So now it finally comes out: there's a method to the madness of Google's super-generosity in supplying users with mega-gigabytes of free storage space for e-mail, photos, and even upload/download space. Simply put, Google is in league with the New World Order/ the Trilateral Commission/ the Freemasons /the IRS /the CIA and/or the NFL (take your pick).
Or not. But it not, that begs a question: why preserve users search data, not as an aggregate, but as information derived from your user account?
The latest Internet scandal caught major search engine AOL committing a serious (from the user's point of view, of course) gaffe when it inadvertently released information about 19 million search requests made by more than 658,000 AOL subscribers during the three months ended in May. It's all over the Internet! Legal niceties prevent me from publishing addresses where one can obtain this data – which is a nothing more than a backed-up log file that somehow made its way into the public domain from an AOL server – but an astute Web search engine user should be able to find a copy of the 439 MB compressed download, expanded to just over 2 GB gzipped file in a matter of seconds (as I write this, I count no fewer than 50 backup servers hosting this file!).

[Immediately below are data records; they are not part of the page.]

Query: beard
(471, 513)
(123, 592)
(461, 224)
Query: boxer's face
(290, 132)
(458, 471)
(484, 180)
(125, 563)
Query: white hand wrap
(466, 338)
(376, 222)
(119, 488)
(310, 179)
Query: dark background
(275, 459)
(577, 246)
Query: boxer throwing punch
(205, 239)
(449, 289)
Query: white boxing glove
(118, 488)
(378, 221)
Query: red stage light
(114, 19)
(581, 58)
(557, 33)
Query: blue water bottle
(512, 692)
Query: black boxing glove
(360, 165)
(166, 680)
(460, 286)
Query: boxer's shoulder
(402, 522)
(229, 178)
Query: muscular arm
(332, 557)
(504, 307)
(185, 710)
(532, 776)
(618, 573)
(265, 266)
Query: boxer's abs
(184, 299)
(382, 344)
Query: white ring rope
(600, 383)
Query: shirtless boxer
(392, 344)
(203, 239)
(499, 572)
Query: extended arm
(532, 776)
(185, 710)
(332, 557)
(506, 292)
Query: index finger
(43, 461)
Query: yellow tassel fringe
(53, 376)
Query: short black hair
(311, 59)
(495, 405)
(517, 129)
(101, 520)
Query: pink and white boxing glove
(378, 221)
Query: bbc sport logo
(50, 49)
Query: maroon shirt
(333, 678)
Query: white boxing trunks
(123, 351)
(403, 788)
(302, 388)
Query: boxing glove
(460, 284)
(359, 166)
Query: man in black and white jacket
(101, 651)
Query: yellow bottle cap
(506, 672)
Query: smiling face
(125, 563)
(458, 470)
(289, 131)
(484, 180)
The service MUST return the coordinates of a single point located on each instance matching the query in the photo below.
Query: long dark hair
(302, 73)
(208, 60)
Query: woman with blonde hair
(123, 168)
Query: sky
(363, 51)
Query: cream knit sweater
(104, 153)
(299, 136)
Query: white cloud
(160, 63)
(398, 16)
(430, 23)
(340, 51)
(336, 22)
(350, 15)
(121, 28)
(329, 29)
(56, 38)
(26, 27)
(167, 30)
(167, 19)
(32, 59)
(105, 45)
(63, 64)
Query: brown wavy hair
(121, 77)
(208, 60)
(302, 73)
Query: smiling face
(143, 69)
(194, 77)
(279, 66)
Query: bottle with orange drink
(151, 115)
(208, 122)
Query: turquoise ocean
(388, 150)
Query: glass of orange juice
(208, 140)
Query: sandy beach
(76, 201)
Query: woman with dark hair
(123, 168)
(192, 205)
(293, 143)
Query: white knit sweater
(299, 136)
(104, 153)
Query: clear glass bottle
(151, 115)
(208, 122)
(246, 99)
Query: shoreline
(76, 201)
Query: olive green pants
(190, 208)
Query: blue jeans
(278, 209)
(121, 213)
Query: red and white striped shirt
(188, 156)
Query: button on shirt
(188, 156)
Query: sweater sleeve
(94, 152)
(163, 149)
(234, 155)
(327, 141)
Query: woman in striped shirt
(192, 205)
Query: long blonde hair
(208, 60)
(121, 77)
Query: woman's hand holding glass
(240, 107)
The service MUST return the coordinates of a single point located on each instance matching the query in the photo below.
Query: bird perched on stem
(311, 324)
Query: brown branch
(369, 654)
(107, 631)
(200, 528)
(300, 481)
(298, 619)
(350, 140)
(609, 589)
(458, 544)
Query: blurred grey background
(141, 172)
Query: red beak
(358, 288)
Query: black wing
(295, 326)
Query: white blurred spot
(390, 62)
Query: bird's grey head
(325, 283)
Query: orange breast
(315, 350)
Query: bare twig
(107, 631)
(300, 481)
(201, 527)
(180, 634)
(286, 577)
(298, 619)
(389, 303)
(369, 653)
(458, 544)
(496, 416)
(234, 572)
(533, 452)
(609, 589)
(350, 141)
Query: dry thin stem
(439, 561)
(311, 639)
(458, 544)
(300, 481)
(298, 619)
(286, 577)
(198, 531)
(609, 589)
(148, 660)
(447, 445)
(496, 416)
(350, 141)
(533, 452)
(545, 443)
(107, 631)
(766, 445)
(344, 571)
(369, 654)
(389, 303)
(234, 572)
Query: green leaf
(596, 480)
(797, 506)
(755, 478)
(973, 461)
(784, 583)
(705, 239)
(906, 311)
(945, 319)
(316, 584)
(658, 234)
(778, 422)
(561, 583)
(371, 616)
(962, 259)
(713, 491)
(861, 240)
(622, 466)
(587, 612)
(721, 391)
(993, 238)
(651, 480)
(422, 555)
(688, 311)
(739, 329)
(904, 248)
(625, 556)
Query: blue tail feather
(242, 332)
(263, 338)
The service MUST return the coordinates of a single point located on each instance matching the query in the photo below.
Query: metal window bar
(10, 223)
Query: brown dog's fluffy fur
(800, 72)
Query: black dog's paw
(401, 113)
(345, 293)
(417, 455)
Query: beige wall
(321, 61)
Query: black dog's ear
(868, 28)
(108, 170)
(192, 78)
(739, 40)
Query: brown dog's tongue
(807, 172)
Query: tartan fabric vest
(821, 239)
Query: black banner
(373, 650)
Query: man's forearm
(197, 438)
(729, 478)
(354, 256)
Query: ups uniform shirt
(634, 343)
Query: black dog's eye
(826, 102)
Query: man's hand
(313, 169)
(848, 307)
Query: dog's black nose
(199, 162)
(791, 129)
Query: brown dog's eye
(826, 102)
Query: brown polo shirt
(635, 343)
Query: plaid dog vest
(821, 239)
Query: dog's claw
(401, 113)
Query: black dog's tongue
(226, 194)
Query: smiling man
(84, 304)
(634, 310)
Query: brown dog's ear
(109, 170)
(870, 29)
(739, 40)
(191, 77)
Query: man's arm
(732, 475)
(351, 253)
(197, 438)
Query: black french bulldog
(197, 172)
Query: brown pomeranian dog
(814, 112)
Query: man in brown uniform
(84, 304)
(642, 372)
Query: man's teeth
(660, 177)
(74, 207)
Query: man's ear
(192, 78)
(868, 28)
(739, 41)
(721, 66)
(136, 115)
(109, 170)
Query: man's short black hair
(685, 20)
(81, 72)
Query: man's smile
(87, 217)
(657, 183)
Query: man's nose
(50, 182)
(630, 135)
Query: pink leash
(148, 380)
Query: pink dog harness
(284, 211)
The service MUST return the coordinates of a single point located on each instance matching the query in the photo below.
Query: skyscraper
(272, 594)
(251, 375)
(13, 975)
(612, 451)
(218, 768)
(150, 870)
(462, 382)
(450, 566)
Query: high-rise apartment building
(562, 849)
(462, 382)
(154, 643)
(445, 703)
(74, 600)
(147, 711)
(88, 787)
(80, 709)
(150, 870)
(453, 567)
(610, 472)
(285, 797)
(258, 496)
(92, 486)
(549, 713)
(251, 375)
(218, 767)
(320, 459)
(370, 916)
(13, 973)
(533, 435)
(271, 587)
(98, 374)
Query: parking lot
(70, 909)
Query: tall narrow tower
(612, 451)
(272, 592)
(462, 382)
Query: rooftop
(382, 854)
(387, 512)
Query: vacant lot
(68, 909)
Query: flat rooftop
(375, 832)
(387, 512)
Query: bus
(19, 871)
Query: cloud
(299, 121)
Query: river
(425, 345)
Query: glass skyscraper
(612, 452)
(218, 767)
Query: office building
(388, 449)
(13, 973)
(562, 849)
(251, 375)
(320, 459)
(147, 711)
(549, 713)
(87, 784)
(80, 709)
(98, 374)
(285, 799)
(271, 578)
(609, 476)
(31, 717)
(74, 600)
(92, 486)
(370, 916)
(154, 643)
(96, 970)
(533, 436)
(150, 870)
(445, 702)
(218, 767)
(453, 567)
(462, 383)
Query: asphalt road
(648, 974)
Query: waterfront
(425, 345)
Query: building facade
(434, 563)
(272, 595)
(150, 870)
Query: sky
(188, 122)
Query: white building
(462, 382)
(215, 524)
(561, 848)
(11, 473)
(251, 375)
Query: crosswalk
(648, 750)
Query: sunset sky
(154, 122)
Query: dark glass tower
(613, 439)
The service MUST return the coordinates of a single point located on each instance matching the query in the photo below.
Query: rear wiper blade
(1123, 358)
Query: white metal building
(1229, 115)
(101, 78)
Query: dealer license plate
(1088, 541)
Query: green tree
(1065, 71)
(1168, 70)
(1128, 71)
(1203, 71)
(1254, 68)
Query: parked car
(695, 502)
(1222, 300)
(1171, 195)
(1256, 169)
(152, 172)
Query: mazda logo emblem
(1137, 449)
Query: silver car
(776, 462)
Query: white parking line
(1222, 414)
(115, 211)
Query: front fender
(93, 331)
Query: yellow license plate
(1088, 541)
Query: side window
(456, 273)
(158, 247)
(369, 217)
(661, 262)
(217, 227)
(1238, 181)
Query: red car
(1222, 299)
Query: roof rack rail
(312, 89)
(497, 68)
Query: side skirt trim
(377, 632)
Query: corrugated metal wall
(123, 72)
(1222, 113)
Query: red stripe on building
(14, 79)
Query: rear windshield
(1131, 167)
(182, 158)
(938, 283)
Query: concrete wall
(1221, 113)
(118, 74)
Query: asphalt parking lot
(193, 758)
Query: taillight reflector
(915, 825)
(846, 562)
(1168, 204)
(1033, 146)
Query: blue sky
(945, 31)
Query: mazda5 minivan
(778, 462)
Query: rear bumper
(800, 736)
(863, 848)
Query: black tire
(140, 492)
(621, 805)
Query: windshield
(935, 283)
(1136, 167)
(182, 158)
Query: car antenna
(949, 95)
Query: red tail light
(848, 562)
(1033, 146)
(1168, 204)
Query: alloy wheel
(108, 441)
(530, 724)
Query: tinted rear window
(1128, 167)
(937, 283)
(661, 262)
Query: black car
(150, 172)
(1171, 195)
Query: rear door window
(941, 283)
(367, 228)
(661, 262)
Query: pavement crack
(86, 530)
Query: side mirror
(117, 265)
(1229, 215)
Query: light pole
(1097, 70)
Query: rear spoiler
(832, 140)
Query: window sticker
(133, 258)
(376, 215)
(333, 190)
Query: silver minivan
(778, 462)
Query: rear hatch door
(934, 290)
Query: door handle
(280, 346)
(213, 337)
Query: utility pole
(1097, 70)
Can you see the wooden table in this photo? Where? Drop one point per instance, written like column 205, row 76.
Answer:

So how did this potentially embarrassing (if not incriminating) information get off its backup server and onto an AOL server open to the Internet? Well, AOL won't tell, of course, but as one who was for many years a systems administrator “insider” involved in this kind of backup work, I can think of about 100 ways for a zipped backup file to end up on the wrong server or disk – not as the result of a hack by an outsider or a deliberate attempt to embarrass the company by an insider, but as part of very common day to day events that occur in a system backoffice – like, for example, having to reformat a server and copying its contents to another computer for backup, or an automated backup script directing the data to the wrong backup server.
The truth of the matter is that this information means little to outsiders like you and me; all it has is a list of search queries associated with user account numbers. Without the account data, of course, there's no way to match up specific users with the leaked/lost information. But of course that information exists somewhere in the company; and if push came to shove, the authorities could demand data that would link up specific users with search queries, to be used as evidence by law enforcement on cases involving crimes, for example.
This is a potential problem for anyone that types anything into any search engine, of course, but this case is relevant to both AOL and Google users (Google owns a 5 percent stake in AOL, which also accounted for about $330 million of the search engine's revenue during the first half of this year. AOL also depends on Google's algorithms for its search results).